Maya is another professional suite for 3D modeling, which has become a de-facto standard when it comes to computer animation projects.
In Maya ATI FireGL V7350 cannot boast the high results we have just observed in 3ds max. NVIDIA Quadro FX 4500 retains its leadership here.
SolidWorks 2005 is an integrated 3D modeling environment for creating mechanical CAD designs.
The results of ATI FireGL V7350 are again pretty disappointing. The older solution from Nvidia based on G70 architecture works over 50% faster here.
AutoCAD 2006 doesn’t need an introduction, I assume. This is a popular software tool for computer-aided designing and modeling.
However, the performance of our newcomer turned out quite low here as well. It is probably the raw ATI driver that led to ATI FireGL V7350 turning a few times slower than the Nvidia Quadro FX 4500. Hopefully, the upcoming driver releases will eliminate performance issues in AutoCAD suite.
Besides the SPECapc family of applications we have also resorted to a special CINEBENCH 2003 test. It shows the systems’ performance in a popular Cinema 4D application, which is especially beloved by Mac users.
Note that here both professional graphics accelerators run about neck and neck.
Although professional graphics accelerators are hardly ever used for games, we decided to still run the FutureMark 3DMark06 test. The thing is that unlike 3D modeling applications, this benchmark allows to better estimate the computational power of the GPU used for shader processing.
This is where the excellent shader processing speed of the new ATI FireGL V7350 solution reveals itself. Unfortunately, most of the contemporary 3D modeling applications and tools cannot take advantage of this ATI’s strength, because they deal primarily with triangles processing and texturing, where ATI FireGL V7350 appeared to be not very fast.
It is evident that the new professional ATI graphics solution based on the 90nm R520 GPU has lifted the performance level of the ATI’s professional family to a completely new level. However, despite this fact we cannot yet claim that ATI FireGL V7350 is the today’s fastest professional graphics solution. So far ATI FireGL V7350 is just a worthy competitor to Nvidia Quadro FX 4500, but not an indisputable leader. In some tasks Ati wins the race, in another tasks – Nvidia leads. So, if you are looking for a professional graphics solution, you should first of all determine the type of applications you will be working with, because the price of these two products is about the same at this time, so cannot be a crucial factor.

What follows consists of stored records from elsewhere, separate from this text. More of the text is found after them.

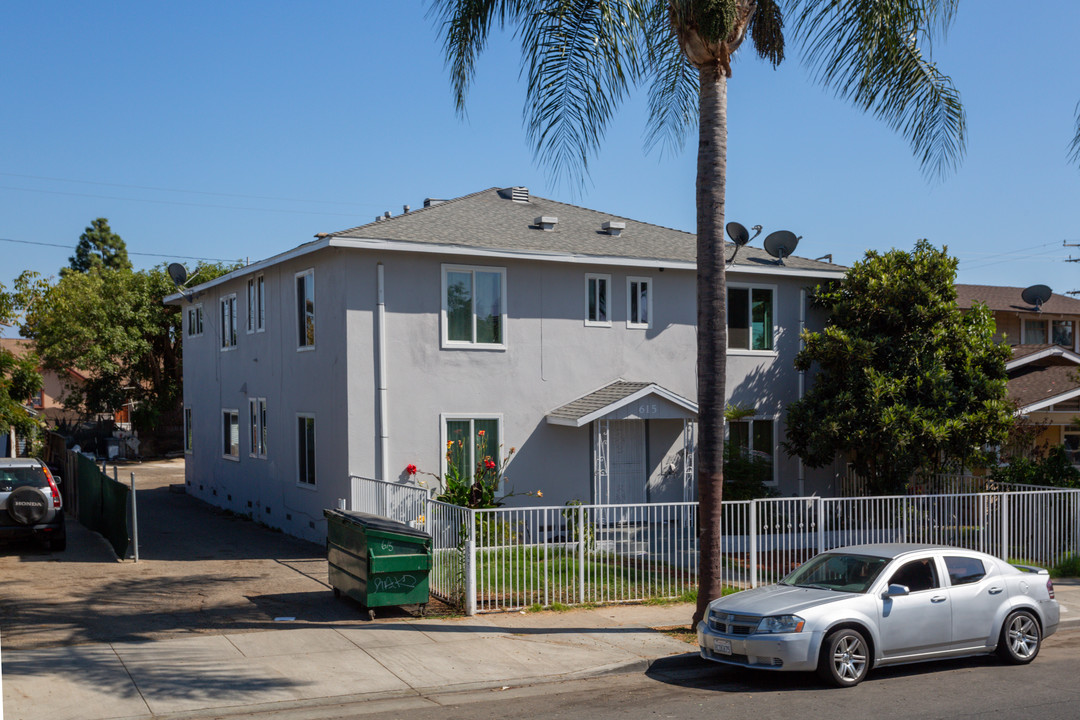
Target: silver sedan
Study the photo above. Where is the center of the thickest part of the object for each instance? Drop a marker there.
(851, 609)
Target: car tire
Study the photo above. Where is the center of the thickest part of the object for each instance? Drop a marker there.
(845, 657)
(1021, 638)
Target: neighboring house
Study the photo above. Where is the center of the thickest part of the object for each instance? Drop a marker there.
(500, 320)
(50, 402)
(1044, 369)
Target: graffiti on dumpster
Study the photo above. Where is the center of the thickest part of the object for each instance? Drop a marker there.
(399, 583)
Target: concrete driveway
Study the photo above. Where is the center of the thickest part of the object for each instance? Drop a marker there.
(200, 571)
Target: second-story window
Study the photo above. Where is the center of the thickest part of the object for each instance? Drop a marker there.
(750, 317)
(474, 309)
(596, 299)
(194, 321)
(256, 304)
(638, 302)
(306, 309)
(229, 322)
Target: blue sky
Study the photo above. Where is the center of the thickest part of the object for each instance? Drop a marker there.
(239, 130)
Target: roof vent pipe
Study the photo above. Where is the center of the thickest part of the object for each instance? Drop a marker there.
(613, 229)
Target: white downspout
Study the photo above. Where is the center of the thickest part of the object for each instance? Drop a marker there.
(802, 327)
(382, 410)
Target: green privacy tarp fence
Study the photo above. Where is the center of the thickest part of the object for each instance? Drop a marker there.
(103, 505)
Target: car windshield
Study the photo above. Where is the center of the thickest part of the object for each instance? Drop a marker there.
(17, 477)
(837, 571)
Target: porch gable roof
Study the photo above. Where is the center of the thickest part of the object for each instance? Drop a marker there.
(616, 401)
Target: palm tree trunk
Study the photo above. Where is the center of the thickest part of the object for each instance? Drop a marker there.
(712, 326)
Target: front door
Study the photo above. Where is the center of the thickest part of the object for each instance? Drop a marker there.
(626, 445)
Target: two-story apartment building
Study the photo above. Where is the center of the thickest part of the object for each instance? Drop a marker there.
(1044, 369)
(497, 320)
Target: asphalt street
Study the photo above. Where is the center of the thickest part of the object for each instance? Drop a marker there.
(685, 688)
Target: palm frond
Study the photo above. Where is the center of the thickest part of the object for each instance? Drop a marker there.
(767, 31)
(1075, 145)
(467, 24)
(582, 56)
(867, 51)
(673, 93)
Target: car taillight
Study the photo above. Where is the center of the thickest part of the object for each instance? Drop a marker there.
(56, 491)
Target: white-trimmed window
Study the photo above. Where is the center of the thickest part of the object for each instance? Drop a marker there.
(639, 302)
(751, 317)
(188, 431)
(306, 449)
(471, 443)
(228, 318)
(230, 433)
(257, 416)
(597, 300)
(306, 309)
(1053, 331)
(474, 308)
(194, 320)
(256, 304)
(756, 436)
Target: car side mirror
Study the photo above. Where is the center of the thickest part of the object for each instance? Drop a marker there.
(895, 591)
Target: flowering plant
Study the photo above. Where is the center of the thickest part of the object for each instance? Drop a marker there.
(477, 489)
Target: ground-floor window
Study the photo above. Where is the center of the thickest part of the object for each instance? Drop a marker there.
(230, 434)
(257, 412)
(1070, 435)
(188, 432)
(306, 448)
(756, 436)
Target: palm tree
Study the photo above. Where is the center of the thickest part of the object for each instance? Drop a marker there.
(581, 58)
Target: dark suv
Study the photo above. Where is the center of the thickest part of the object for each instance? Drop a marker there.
(30, 503)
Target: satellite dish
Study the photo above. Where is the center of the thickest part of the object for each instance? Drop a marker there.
(781, 244)
(740, 235)
(178, 273)
(1036, 296)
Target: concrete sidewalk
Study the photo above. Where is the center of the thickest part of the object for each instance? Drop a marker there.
(383, 659)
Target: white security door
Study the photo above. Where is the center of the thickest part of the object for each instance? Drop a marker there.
(626, 459)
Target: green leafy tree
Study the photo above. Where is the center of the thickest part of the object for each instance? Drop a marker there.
(581, 57)
(98, 247)
(112, 325)
(18, 378)
(905, 381)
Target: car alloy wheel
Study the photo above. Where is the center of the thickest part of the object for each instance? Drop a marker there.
(844, 659)
(1021, 638)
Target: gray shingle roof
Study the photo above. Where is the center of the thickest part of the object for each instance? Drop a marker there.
(489, 219)
(610, 397)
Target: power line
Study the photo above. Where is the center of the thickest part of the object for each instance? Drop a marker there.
(176, 202)
(154, 255)
(193, 192)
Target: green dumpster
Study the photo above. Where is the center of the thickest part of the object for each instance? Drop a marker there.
(377, 561)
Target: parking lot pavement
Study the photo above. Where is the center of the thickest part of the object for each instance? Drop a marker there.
(200, 571)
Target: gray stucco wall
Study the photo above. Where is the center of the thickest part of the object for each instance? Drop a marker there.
(551, 358)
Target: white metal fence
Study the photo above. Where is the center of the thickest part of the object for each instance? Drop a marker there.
(514, 557)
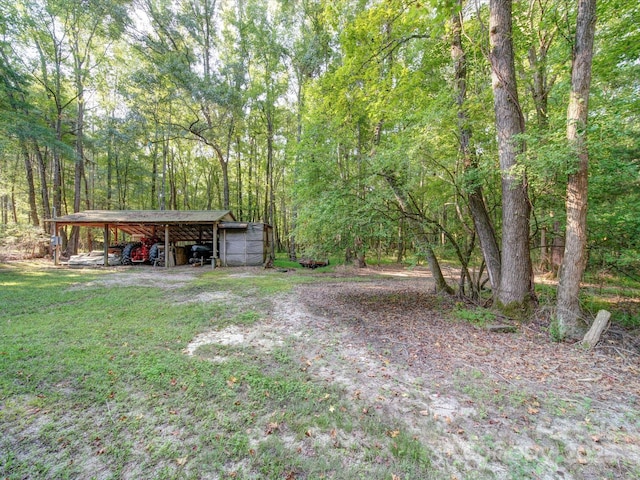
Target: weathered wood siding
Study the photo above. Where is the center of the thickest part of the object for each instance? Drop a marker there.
(244, 246)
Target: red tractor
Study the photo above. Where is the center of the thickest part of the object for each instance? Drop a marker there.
(144, 251)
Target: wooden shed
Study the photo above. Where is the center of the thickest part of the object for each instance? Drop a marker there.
(234, 243)
(243, 243)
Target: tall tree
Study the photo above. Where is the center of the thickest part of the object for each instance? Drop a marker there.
(515, 289)
(481, 219)
(568, 312)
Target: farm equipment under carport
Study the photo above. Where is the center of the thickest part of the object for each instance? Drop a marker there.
(144, 251)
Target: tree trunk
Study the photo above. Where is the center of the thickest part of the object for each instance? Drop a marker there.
(432, 260)
(575, 256)
(481, 220)
(33, 207)
(515, 291)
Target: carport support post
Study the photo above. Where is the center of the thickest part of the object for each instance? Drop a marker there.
(166, 246)
(106, 244)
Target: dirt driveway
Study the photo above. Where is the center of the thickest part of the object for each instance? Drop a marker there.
(511, 405)
(487, 404)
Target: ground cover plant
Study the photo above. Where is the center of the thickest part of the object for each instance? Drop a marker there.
(289, 373)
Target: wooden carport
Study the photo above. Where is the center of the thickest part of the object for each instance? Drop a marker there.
(173, 225)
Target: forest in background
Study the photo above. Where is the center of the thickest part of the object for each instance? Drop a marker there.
(364, 129)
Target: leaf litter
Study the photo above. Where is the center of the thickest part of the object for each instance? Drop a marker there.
(484, 403)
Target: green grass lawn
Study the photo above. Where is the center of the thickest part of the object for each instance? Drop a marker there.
(95, 384)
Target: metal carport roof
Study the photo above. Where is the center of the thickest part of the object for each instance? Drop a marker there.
(183, 225)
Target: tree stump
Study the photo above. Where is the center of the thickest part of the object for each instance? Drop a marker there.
(592, 337)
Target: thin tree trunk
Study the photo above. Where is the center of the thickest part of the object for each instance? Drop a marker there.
(515, 291)
(481, 220)
(432, 260)
(575, 252)
(33, 206)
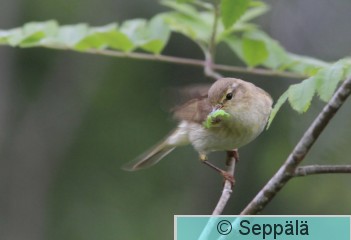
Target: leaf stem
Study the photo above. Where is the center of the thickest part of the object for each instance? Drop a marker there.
(195, 62)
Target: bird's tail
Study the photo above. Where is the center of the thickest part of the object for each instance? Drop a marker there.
(151, 157)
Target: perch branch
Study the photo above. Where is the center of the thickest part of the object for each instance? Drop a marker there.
(287, 170)
(320, 169)
(227, 188)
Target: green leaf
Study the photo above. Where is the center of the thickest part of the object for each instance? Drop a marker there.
(328, 79)
(106, 36)
(151, 36)
(215, 117)
(157, 33)
(70, 35)
(301, 94)
(254, 51)
(232, 10)
(282, 99)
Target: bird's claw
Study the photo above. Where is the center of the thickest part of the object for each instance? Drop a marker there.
(228, 177)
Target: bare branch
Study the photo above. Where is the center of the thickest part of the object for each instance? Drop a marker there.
(287, 170)
(320, 169)
(227, 189)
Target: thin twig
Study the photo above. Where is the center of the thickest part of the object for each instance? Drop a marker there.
(189, 62)
(287, 170)
(227, 188)
(321, 169)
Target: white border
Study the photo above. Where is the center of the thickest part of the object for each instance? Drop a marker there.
(258, 216)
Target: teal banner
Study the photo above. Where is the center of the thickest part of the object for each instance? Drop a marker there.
(262, 228)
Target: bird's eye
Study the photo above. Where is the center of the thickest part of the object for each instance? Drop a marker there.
(229, 96)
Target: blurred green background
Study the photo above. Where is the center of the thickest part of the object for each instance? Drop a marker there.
(69, 121)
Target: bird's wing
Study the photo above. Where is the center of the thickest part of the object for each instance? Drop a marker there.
(195, 110)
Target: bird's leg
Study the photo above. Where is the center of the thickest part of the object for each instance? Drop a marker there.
(227, 176)
(232, 154)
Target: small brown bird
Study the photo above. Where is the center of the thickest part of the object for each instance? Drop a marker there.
(232, 114)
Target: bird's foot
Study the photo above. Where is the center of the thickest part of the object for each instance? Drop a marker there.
(228, 177)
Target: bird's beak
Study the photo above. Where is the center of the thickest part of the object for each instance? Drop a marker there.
(217, 107)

For example, our test session showed that ATI FireGL V7350 boasts high speed in 3ds max, this application is a definite trump of the newcomer from ATI. At the same time, the performance in Maya is not that great, and the results in AutoCAD also leave much to be desired. This can be partially explained by far not the best driver optimization. So, in some cases the performance of ATI FireGL V7350 can be significantly improved with the new driver updates. However, I wouldn’t really hope that new drivers can change things dramatically, especially since Nvidia is also working on new software and moreover, is going to launch a new next-generation professional Quadro graphics card fairly soon.
Summing up the results of our today’s test session I have to admit that the new professional FireGL graphics card from ATI didn’t manage to win a convincing victory over the old rival – Quadro FX 4500. From the features prospective, no superiority can be pronounced either. It basically means that there won’t be overwhelming demand for the new ATI FireGL V7350 solution. This solution will be of interest either for those users who work in professional applications where ATI FireGL V7350 shows the best results, or for those users who need 1GB of onboard graphics memory for work with large chunks of texturing data.